Division of Spine Surgery, Department of Orthopaedics, P. D. Hinduja National Hospital and Medical Research Centre, Veer Savarkar Marg, Mahim, India.
J Neurosurg Spine. 2012 Apr;16(4):387-93. doi: 10.3171/2011.12.SPINE11671. Epub 2012 Jan 6.
Vertebroplasty provides excellent pain relief and functional restoration for osteoporotic fractures. Short-term complications such as cement leak and embolism are well described. Incident fractures are the only well-reported long-term complications. The authors describe the cases of 5 patients who presented with back pain caused by instability or worsening neurological status 13 months (range 8-17 months) after vertebroplasty. They further classify this postvertebroplasty instability into intervertebral instability and intravertebral instability, depending on the apex of abnormal mobility. One patient presented with cement migration and progressive collapse of the augmented vertebral body. Another patient presented with an additional fracture. Both cases were classified as intravertebral instability. The cases of 3 other patients presenting with adjacent endplate erosion, vacuum disc phenomenon, and bridging osteophyte formation were classified as having intervertebral instability. Long-term effect of cements on the augmented vertebral body and adjacent endplates and discs is a cause for concern. Vertebroplasty acts as a mechanical stabilizer and provides structural support but does not bring about union. Micromotion has been shown to persist for years after vertebroplasty. This study describes persistent instability after vertebroplasty in a series of 5 cases. The authors propose that postvertebroplasty instability occurs due to collapse of soft osteoporotic bone and endplates around cement. All 3 cases of intervertebral instability were associated with an intradiscal cement leak. With increased longevity and higher functional demands of the geriatric population, the durability of this "rock (cement) between cushions (of osteoporotic bone)" arrangement (as seen in vertebroplasty) will be increasingly challenged.

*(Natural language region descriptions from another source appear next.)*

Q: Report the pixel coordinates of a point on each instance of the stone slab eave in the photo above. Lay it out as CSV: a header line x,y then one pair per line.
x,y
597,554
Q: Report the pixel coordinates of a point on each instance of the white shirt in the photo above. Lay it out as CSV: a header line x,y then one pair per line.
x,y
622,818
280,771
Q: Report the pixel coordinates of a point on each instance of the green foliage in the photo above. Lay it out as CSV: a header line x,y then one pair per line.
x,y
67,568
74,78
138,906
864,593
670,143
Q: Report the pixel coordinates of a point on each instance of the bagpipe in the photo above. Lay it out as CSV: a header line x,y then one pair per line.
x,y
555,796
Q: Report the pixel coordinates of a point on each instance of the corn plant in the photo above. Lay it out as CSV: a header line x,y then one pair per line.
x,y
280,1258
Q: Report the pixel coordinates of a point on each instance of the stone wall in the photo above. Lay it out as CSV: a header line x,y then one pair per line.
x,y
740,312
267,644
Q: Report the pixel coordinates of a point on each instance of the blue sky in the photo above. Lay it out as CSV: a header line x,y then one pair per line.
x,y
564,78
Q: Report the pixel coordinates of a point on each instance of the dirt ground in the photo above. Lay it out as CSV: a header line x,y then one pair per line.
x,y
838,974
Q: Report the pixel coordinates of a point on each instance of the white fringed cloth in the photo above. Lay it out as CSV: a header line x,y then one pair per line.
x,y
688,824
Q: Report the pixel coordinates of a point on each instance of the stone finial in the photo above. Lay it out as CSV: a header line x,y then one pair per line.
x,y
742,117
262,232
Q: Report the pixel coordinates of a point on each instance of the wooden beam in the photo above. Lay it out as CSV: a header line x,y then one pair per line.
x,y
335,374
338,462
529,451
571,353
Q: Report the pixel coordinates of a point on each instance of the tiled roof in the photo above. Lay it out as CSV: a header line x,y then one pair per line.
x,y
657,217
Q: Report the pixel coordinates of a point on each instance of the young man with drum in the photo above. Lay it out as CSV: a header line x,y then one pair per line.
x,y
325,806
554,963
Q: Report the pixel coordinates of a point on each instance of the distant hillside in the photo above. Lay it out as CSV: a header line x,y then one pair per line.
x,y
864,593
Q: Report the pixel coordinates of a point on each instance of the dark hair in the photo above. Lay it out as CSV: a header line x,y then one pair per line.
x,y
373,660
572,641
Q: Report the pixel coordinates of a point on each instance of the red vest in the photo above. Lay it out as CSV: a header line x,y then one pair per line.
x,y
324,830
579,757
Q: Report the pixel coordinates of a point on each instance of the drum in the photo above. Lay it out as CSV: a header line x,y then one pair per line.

椎体成形术为骨质疏松性骨折提供了极好的疼痛缓解和功能恢复。短期并发症,如水泥渗漏和栓塞,已有很好的描述。偶发骨折是唯一报道较多的长期并发症。作者描述了 5 例患者的情况,他们在椎体成形术后 13 个月(8-17 个月)出现因不稳定或神经状态恶化引起的背痛。他们根据异常活动的顶点,将这种椎体成形术后的不稳定进一步分为椎间隙不稳定和椎体内不稳定。1 例患者表现为水泥迁移和增强椎体的渐进性塌陷。另 1 例患者表现为附加骨折。这两种情况均被归类为椎体内不稳定。另外 3 例患者表现为相邻终板侵蚀、真空椎间盘现象和桥接骨赘形成,被归类为椎间隙不稳定。水泥对增强椎体和相邻终板及椎间盘的长期影响令人担忧。椎体成形术作为一种机械稳定器,提供结构支撑,但不会导致融合。研究表明,在椎体成形术后多年,微动仍会持续存在。本研究描述了 5 例病例中椎体成形术后持续不稳定的情况。作者提出,椎体成形术后不稳定是由于水泥周围的软骨质疏松性骨和终板塌陷所致。所有 3 例椎间隙不稳定均与椎间盘内水泥渗漏有关。随着老年人口的寿命延长和更高的功能需求,这种“(骨质疏松性骨)之间的水泥(像垫子一样)”排列的耐久性(如椎体成形术中所见)将越来越受到挑战。